Sarconeurum Bryhn, Nyt Mag. Naturvid. 40: 204, 1902. Type: Sarconeurum antarctium Bryhn.

 

            Plants forming dense cushions, blackish green above, reddish brown below. Stems often branching, to 3 cm in length, rounded-pentagonal in transverse section, central strand absent to strong, sclerodermis absent, hyalodermis indistinct; axillary hairs of ca. 10 cells, the basal 2–3 firm-walled, yellow. Leaves appressed-incurved when dry, spreading-recurved when moist, ligulate-lanceolate, to 1.5 µm in length, broadly channeled across the ventral surface; margins plane, entire; lamina constricted below apex, which ends in a deciduous, cylindrical, sharply apiculate propagulum; base scarcely differentiated in shape to ovate; costa running into the apical propagulum, epidermal cells quadrate to short-rectangular on both leaf surfaces, ca. 4 rows of cells across costa ventrally at midleaf, in transverse section with one stereid or substereid band dorsally (this generally lacking in small leaves), 2–3 guide cells in 1(–2) layers, hydroid strand usually present, a ventral stereid band occasionally present near the leaf base in large leaves, epidermis present ventrally, absent dorsally; upper laminal cells quadrate to rectangular, often transversely elongated, especially along the margins, 15–20 µm wide, 1–2:1, walls evenly thickened or collenchymatous, superficially flattened, papillae low, small, punctiform or bifid, apparently solid, several per lumen; basal cells differentiated medially, thin-walled, bulging-rectangular, to 23 µm in width, 3–5:1. Sexual organs and sporophyte unknown. Laminal KOH color reaction red.
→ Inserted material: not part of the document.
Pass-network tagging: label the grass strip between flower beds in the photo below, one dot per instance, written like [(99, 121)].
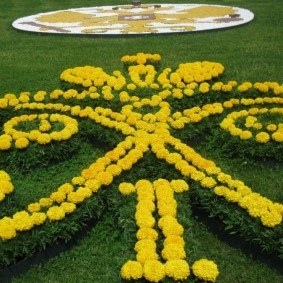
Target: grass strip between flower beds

            Found on sandy and volcanic soil or on lava at low elevations in Antarctica, and, rarely, southernmost South America.

            A report (Matteri 1982) of sporophytes of Sarconeurum glaciale is based on specimens (Argentina: trunks of Nothofagus, TBPA B109, TBPA 3486, BA!) that can be referred to Tortula pygmaea Dix., which is a good species (BM! and see Lightowlers 1985b) found in southern South America and New Zealand. Greene (1975) reported Sarconeurum from South America apparently from specimens of T. pygmaea, a species curiously similar to S. glaciale in general habit and the constricted leaf apex bearing a deciduous, sharply apiculate propagulum (Pl. 103, f. 3–6), but differs in the smaller (ca. 10 µm in width) leaf cells with large, solid bifid papillae and the deep medial groove along the ventral surface of the costa. On the other hand, Lightowlers (1985b) demonstrated that the type (“Fuegia septentrionalis”) of the South American T. lithophila at S is actually S. glaciale.

            Sarconeurum tortelloides has been transferred to Tortella, leaving Sarconeurum monotypic.

            Hilpert (1933) referred Sarconeurum to the Pottieae near Tortula (without further discussion) but probably because of the generally single stereid band in the costa (Pl. 103, f. 8–10) and the large upper laminal cells. There is considerable similarity to Bryoerythrophyllum, however, in the essentially oblong-lanceolate leaf shape, the presence of apical laminal propagulum in the related genus Mironia (but cf. Tortella tortelloides, which has caducous leaf apices), the bifid papillae, the occasional second stereid band, the medially differentiated basal cells (Pl. 103, f. 7) and the red color in KOH. The cladistic analysis places Sarconeurum in the Pottieae (see Cladograms 13 and 14), surprisingly, near Acaulon.

            Additional literature: Greene et al. (1970), Savicz-Ljubitzkaja & Smirnova (1961), Zander (1978h), Zander & Hoe (1979).

            Number of accepted species: 1.

            Species examined: S. glaciale (BM, NY, US).